皮膚科ではまず、患部の角質または水疱蓋を採取し、KOH(水酸化カリウム)直接鏡検によって白癬菌の菌糸を顕微鏡で確認します。これが診断のゴールドスタンダードです。ここで重要なのが、受診前に市販薬(抗真菌薬)を使っていた場合、表面の菌が減少して偽陰性になりやすいという点です。
実際、「水虫の薬を受診1週間以内に塗っていると、鏡検で白癬菌が見つからないことが多い」というのは現場でよく知られています。患者から「市販薬を使ったが治らない」と訴えがあった場合には、少なくとも1〜2週間は外用薬を中止してから再検査する運用が推奨されます。これは診断ミスを防ぐうえで非常に大切な原則です。
診断確定後、外用抗真菌薬の処方が基本ラインになります。日本皮膚科学会の皮膚真菌症診療ガイドライン2019では、足白癬への外用抗真菌薬はグレードA(強く推奨)と位置づけられており、その中でも特に抗真菌活性が高い薬剤の一つとしてルリコナゾール(ルリコン)が第一選択のひとつに挙げられています。
| 足白癬の3つのタイプ | 主な症状 | ルリコン外用の目安期間 |
|---|---|---|
| 趾間型 | 指の間の白い浸軟、皮むけ、かゆみ | 2ヶ月以上 |
| 小水疱型(汗疱型) | 足の側縁・裏の小水疱、かゆみ | 3ヶ月以上 |
| 角質増殖型 | かかとのガサガサ、角質の肥厚(かゆみが少ない) | 6ヶ月以上 |
特に角質増殖型は自覚症状に乏しく、患者が「かゆくないから水虫とは思わなかった」と語るケースが多いです。かゆみがない=問題ない、という患者の思い込みを丁寧に解きほぐす患者教育が重要になります。

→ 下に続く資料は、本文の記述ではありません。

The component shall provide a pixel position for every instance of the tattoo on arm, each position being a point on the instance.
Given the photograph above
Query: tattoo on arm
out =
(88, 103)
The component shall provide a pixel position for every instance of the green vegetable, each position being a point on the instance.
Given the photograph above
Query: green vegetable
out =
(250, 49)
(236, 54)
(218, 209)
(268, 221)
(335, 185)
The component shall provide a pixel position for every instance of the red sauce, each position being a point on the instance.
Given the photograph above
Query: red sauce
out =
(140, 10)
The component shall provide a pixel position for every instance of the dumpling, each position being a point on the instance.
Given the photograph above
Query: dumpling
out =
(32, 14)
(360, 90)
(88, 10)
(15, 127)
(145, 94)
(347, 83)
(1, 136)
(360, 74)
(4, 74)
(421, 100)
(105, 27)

参考:日本皮膚科学会 皮膚真菌症診療ガイドライン2019(外用抗真菌薬の選択と使用法について詳述されています)
https://www.dermatol.or.jp/uploads/uploads/files/guideline/shinkin_GL2019.pdf
ルリコナゾールはイミダゾール系抗真菌薬に分類されます。作用機序は、真菌の細胞膜を構成するエルゴステロールの生合成に関わる酵素「ラノステロール-14α-脱メチル化酵素」を選択的に阻害することで、真菌の細胞膜を破壊し殺菌的に作用します。ヒトの細胞にはエルゴステロールが存在しないため、選択毒性が高く安全性に優れています。
特筆すべきは、同じイミダゾール系の他剤と比べても最小発育阻止濃度(MIC)が際立って低い点です。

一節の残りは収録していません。